The pile of graves can create an oppressive effect, indicates Luce Des Aulniers, which makes the prospect of occupying a residence located near a cemetery even less attractive.

“It’s a sensitivity that varies a lot depending on the era,” she adds, pointing out that the Notre-Dame-des-Neiges cemetery, which was far from the urban density at the origin, finds itself today surrounded by inhabited spaces. There are certainly questions of hygiene and pollution, but they do not occupy the top of the concerns.

“Currently, this sensitivity is exacerbated by the fact that the cemetery implies a completely different relationship to time from that linked to our daily lives, our ways of living and inhabiting. Faced with this shock, it may seem like an insult, even if it can be a source of very beautiful aesthetic and artistic manifestations. This relationship is found in our daily psyche, this completely understandable resistance to avoiding death”, indicates the anthropologist from UQAM.


PHOTO FROM INFODEUIL.CA

The anthropologist Luce Des Aulniers, specialist in the question of our relationship with death and cemeteries, offers interesting reflections on this subject on the specialized site infodeuil.ca.

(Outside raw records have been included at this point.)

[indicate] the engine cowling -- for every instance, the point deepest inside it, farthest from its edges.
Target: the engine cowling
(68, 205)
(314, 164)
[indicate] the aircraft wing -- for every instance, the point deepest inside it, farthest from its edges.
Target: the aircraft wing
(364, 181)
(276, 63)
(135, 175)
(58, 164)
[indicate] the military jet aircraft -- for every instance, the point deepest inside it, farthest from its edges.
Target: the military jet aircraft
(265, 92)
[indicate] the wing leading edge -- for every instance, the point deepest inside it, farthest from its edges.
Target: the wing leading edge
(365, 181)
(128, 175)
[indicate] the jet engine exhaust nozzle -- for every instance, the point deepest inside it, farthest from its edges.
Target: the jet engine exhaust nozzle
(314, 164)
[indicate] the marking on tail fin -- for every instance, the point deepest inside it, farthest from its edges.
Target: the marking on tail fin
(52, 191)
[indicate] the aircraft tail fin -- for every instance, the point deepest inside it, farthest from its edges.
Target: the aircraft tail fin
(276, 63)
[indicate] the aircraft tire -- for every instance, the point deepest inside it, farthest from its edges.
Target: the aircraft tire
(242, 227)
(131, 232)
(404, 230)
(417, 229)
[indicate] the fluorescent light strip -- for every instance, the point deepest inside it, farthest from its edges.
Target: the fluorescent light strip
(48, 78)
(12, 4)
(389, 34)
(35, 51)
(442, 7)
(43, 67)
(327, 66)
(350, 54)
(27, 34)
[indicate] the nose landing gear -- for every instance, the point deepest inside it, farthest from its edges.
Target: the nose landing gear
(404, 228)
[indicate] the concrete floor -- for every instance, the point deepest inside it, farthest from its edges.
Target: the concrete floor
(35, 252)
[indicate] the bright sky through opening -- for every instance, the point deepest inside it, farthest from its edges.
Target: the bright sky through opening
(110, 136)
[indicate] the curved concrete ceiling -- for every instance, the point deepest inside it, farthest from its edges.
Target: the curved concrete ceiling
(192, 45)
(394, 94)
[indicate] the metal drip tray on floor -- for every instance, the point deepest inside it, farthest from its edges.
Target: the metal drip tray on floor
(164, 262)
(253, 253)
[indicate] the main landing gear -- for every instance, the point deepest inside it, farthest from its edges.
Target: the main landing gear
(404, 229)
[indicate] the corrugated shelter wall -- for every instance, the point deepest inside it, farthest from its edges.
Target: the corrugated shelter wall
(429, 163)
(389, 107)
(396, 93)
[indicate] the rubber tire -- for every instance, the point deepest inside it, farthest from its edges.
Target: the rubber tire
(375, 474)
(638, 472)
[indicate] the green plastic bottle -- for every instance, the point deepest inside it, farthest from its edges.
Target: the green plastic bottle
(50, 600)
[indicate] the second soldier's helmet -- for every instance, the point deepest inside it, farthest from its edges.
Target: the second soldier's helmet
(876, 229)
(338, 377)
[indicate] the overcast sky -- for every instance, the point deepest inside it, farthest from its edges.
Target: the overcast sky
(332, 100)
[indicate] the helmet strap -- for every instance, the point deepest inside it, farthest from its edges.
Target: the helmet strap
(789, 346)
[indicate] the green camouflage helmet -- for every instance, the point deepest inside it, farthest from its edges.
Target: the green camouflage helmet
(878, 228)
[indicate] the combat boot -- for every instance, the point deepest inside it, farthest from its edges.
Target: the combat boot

The latter also underlines the heritage role of these places, but also educational, involving “education to a certain community of destiny, which reminds us that we are mortal. […] He puts his supra-individual reality in the face, while we live in an ultra-individualistic society, it is a reminder that encompasses our existence”.

And the beliefs? Of course, some are still alive. “There are all kinds of ethnocultural myths, personal or collective mythologies, organizing stories from the afterlife, which persist”, underlines Mme Des Aulniers, who specifies that the conception of the sacred is not inevitably religious, but can be linked to mystery.

According to the anthropologist, cemeteries remain powerful triggers of memory and imagination, which raise “the question of the place of the dead in the face of the conquest of earthly space and in our affectivity”. “It’s a beautiful open field!” “, she believes.